Weydemann: Als Produzenten haben wir uns auf die Entwicklung und Finanzierung unserer anstehenden Projekte konzentriert, womit wir aufgrund eines breiten Portfolios auch eine Menge zu tun hatten und haben. Schwieriger ist die Situation für sämtliche Projekte, die in diesem Jahr gedreht werden sollen. Da steht die gesamte Planung in einer solchen Situation natürlich Kopf und es ist schwierig, Entscheidungen zu treffen und voranzukommen. Aber wir bleiben optimistisch und gehen davon aus, auch dieses Jahr noch spannende Filme zu drehen, die wir dann nächstes Jahr im Kino genießen können!

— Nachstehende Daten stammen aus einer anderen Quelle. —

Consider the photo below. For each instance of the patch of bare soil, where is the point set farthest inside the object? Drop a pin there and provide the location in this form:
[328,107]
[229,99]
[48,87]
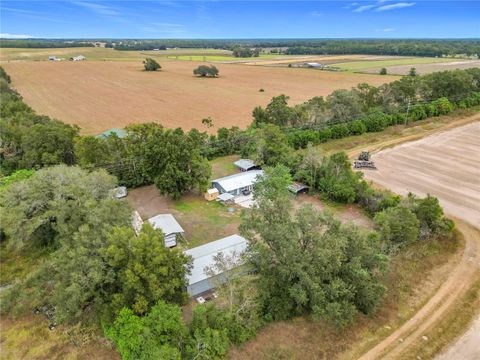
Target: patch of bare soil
[98,95]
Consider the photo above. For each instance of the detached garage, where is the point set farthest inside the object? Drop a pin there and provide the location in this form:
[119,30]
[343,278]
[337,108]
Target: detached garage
[198,281]
[169,226]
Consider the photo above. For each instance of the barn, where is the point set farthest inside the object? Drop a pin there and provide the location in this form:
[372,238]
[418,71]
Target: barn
[237,183]
[169,226]
[203,256]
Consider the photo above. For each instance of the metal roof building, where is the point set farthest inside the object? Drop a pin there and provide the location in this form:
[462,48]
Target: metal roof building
[245,164]
[236,183]
[198,281]
[120,133]
[169,226]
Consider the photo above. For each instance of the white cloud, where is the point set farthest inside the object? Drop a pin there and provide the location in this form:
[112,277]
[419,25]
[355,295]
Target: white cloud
[385,30]
[97,8]
[364,8]
[394,6]
[15,36]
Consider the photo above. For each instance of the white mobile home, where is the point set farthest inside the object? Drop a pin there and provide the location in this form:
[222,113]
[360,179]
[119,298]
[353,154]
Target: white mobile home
[198,281]
[237,183]
[246,164]
[169,226]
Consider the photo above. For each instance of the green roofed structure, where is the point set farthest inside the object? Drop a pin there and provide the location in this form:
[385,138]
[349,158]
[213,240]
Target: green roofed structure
[118,132]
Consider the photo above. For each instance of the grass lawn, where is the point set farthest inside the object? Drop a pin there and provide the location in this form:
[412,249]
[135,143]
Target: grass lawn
[205,221]
[224,166]
[376,64]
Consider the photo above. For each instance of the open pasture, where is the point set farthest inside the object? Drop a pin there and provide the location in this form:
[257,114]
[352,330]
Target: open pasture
[445,165]
[98,95]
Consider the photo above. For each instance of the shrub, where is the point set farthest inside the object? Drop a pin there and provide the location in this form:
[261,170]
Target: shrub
[205,70]
[398,226]
[151,65]
[339,131]
[443,106]
[357,127]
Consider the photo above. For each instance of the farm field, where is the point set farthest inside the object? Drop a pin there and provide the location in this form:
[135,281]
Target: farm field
[102,95]
[373,64]
[445,165]
[101,54]
[431,67]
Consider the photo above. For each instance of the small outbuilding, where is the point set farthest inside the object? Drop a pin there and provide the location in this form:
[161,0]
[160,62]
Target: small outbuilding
[236,184]
[298,188]
[211,194]
[226,198]
[246,164]
[203,256]
[119,192]
[120,133]
[78,58]
[169,226]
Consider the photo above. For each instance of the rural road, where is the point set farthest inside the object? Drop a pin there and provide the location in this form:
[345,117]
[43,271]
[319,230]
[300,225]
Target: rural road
[446,163]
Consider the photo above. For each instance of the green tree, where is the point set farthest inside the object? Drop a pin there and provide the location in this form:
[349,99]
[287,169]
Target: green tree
[158,335]
[146,270]
[272,146]
[398,226]
[151,64]
[48,144]
[51,205]
[205,70]
[307,262]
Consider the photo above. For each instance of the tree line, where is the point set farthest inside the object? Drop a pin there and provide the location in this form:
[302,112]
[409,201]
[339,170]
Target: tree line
[44,43]
[401,47]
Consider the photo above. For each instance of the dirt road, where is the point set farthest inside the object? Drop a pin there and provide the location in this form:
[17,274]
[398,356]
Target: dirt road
[445,165]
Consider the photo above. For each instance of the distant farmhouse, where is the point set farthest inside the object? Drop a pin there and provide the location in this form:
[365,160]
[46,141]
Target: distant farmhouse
[120,133]
[203,256]
[237,184]
[169,226]
[78,58]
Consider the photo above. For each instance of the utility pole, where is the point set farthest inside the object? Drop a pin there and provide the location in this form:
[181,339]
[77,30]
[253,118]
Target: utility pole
[408,109]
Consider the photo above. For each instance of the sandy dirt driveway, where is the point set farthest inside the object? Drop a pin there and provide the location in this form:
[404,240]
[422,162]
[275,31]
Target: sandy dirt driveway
[445,165]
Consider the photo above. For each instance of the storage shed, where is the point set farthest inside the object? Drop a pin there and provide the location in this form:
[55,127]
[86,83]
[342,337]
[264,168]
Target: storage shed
[245,164]
[198,281]
[236,183]
[169,226]
[211,194]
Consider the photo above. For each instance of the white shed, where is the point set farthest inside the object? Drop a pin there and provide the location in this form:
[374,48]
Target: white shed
[236,183]
[169,226]
[198,281]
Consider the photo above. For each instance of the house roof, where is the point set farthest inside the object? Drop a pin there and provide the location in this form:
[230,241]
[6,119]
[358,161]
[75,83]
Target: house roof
[225,197]
[245,164]
[295,187]
[203,255]
[119,132]
[166,223]
[240,180]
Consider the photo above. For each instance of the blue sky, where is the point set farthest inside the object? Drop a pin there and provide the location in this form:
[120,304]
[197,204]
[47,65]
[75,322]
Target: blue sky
[240,19]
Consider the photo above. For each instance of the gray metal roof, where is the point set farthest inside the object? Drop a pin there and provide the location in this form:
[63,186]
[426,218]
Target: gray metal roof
[238,181]
[245,164]
[166,223]
[203,255]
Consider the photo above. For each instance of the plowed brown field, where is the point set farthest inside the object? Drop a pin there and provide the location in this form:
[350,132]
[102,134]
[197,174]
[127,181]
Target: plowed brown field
[101,95]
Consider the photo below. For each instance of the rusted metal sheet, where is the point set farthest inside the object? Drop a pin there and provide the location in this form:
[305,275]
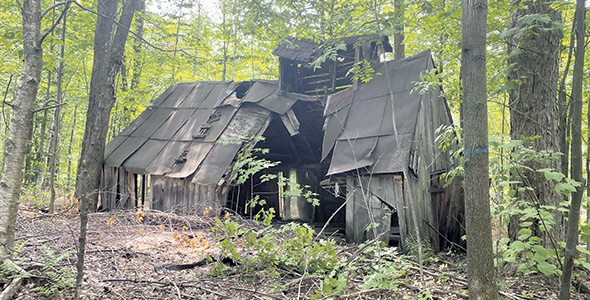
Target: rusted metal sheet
[261,90]
[172,152]
[361,134]
[121,153]
[297,49]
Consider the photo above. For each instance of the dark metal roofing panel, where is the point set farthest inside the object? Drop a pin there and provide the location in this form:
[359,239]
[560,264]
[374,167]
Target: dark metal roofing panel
[139,160]
[126,149]
[370,118]
[166,158]
[297,49]
[164,95]
[114,144]
[278,104]
[218,94]
[195,155]
[389,157]
[334,125]
[175,122]
[352,154]
[248,121]
[216,164]
[338,101]
[261,90]
[144,116]
[365,119]
[157,119]
[217,127]
[193,124]
[182,90]
[198,94]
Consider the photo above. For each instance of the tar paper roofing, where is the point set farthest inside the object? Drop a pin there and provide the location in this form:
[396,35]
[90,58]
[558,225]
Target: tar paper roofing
[360,126]
[194,130]
[306,50]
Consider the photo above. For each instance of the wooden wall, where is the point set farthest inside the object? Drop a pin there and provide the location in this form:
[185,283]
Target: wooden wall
[184,197]
[373,199]
[118,189]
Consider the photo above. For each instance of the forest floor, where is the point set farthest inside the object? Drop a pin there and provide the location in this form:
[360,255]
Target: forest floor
[155,255]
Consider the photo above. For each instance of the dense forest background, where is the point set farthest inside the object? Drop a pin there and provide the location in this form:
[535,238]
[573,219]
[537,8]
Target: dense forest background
[192,40]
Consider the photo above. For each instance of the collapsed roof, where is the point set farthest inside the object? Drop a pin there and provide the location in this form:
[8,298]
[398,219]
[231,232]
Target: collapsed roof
[194,130]
[360,131]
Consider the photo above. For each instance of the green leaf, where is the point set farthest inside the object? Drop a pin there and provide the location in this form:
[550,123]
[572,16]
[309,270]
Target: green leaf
[550,174]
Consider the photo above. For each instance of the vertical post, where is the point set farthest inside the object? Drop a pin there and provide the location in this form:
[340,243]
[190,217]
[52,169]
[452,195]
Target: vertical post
[357,58]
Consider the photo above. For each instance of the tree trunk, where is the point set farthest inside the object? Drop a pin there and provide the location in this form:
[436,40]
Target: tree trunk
[577,107]
[109,47]
[398,36]
[54,152]
[480,265]
[22,117]
[533,108]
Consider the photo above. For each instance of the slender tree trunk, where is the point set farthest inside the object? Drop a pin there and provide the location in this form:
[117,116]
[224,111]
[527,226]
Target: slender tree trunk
[480,265]
[70,146]
[196,66]
[563,106]
[109,47]
[22,117]
[54,152]
[225,44]
[533,108]
[399,36]
[577,107]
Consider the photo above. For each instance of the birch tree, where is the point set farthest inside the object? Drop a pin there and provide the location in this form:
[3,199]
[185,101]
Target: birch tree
[480,266]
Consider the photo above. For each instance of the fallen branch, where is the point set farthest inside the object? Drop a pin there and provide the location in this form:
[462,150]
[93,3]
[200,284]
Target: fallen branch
[12,288]
[435,290]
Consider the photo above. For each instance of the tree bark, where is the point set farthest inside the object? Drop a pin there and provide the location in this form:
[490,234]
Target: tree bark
[109,46]
[480,265]
[22,117]
[533,109]
[54,152]
[398,35]
[577,107]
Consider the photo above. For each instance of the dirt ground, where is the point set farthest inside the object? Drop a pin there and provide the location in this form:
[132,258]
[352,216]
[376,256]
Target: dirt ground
[137,255]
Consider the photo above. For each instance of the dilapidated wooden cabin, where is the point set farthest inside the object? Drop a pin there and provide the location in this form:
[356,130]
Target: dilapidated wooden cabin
[381,141]
[371,146]
[181,149]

Inwiefern beeinflusst die Krise gerade internationale Koproduktionen, für die der Standort Köln ja bekannt ist?

Wellie: Auch hier sind sämtliche geplanten Dreharbeiten vorerst nicht wie angedacht möglich. Die Dreharbeiten zu einem aktuellen argentinischen Film sollten beispielsweise im April beginnen. Das Projekt ist nun auf einen späteren, noch unbestimmten Zeitpunkt verschoben. Das wiederum bedingt, dass der ein oder andere Star möglicherweise keine Kapazitäten mehr hat oder man auf ein neues Zeitfenster warten muss. Auch bei zwei weiteren Koproduktionen hat Corona große Auswirkungen. Ein Dreh ist schon in das Jahr 2021 geschoben worden, eine Koproduktion mit Bangladesch ist gerade in der Postproduktion, von der Teile hier in Köln stattfinden sollen. Da ist es aber für den Regisseur in dieser Situation nicht möglich, mal eben so nach Deutschland zu fliegen, um das hier zu Ende zu führen.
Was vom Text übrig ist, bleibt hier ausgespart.